La difficulté réside dans l’élaboration d’un modèle précis et fiable, fonctionnant à une échéance suffisamment longue pour qu’on ait le temps de démarrer les pompes. Cependant, actuellement, le modèle de prévision des crues de l’Yonne à la confluence avec la Seine présente de grandes incertitudes.

 « Pour les différentes questions auxquelles j’ai été amené à répondre, il y avait aussi, dans la partie Seine Grands Lacs, le modèle de prévision des crues qui est envisagé sur l’Yonne et qui est quand même un point critique de l’efficacité de l’ouvrage. En gros si le modèle ne marche pas, l’ouvrage ne sera peut-être pas économiquement intéressant. »

 « Je pense que la difficulté est d’avoir un modèle de prévision qui marche plutôt bien et qui marche avec une échéance relativement longue. Au niveau des délais temporels, c’est assez tendu. Il faut mettre les pompes en marche, cela prend 24h. Si on les allume pour rien, ce sont des euros qui sont perdus inutilement, mais si on ne les allume pas assez tôt, ça ne marche pas. D’un point de vue économique, cela me semble un point faible. Je n’ai pas revu dernièrement ce qui a été approfondi. D’un point de vue économique, cela m’avait semblé énorme. Ce n’est pas un ouvrage aussi souple que ça en laisse paraître. C’est sur ça, que j’ai tendance à ne pas trop y croire. »

 « On n’arrivera pas à rendre le modèle fiable sur un délai de 4 jours. Il faut  des bonnes prévisions de précipitation et ce n’est pas facile. Si ça coûtait rien d’allumer les pompes inutilement pourquoi pas, même si les modèles de prévision ne sont pas parfaits. On pompe et si on a pompé pour rien, ce n’est pas grave. Mais là, je m’interroge. Quand j’ai fait l’expertise, le projet n’était pas assez mûr pour contredire mon pessimisme initial. »

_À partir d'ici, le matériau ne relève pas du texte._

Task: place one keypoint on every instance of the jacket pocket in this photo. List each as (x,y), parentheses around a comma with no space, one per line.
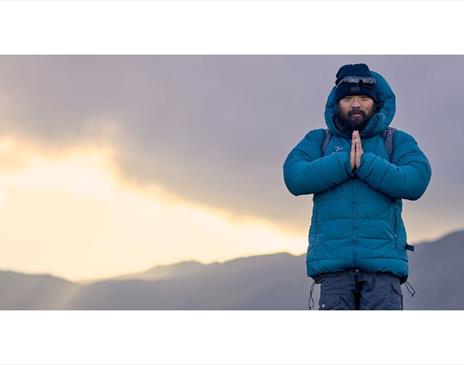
(314,233)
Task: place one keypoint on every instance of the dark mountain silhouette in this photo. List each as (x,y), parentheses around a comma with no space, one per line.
(276,281)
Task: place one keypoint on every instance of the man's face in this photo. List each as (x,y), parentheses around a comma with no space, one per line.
(355,110)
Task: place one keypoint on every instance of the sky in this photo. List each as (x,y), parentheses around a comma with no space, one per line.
(114,164)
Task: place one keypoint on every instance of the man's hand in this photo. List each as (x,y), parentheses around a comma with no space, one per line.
(356,150)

 « Il me semblait que dans l’étude d’Hydratec, avec ce modèle de prévision de l’Yonne, ils faisaient l’exercice dans le cas d’une prévision décalée. Ils ont fait l’exercice en cas réel. Et dans ce cas, on voit l’incertitude du modèle hydrologique. On voyait alors les gains en prévision parfaite et en prévision moins parfaite. Cependant les prévisions sur les pluies étaient assez simplistes puisqu’ils avaient dit : au lieu de « demain il pleuvra 5 mm » ils avaient pris un pourcentage. Or des fois, on dit qu’il va pleuvoir 50mm et finalement il pleut 0 mm. Sur les prévisions de pluies, ce n’était pas abouti. Mais ils ont fait l’exercice de se mettre en conditions réelles. Mais il y avait quand même des gains qui apparaissaient. Mais ça reste des essais sur des épisodes où il y a eu effectivement des crues. On n’a pas fait d’exercices en cas de fausses alertes. »

Nous n’avons pas pu retrouver cette partie du rapport d’Hydratec et n’avons donc pas eu la possibilité de vérifier la véracité de ses dires.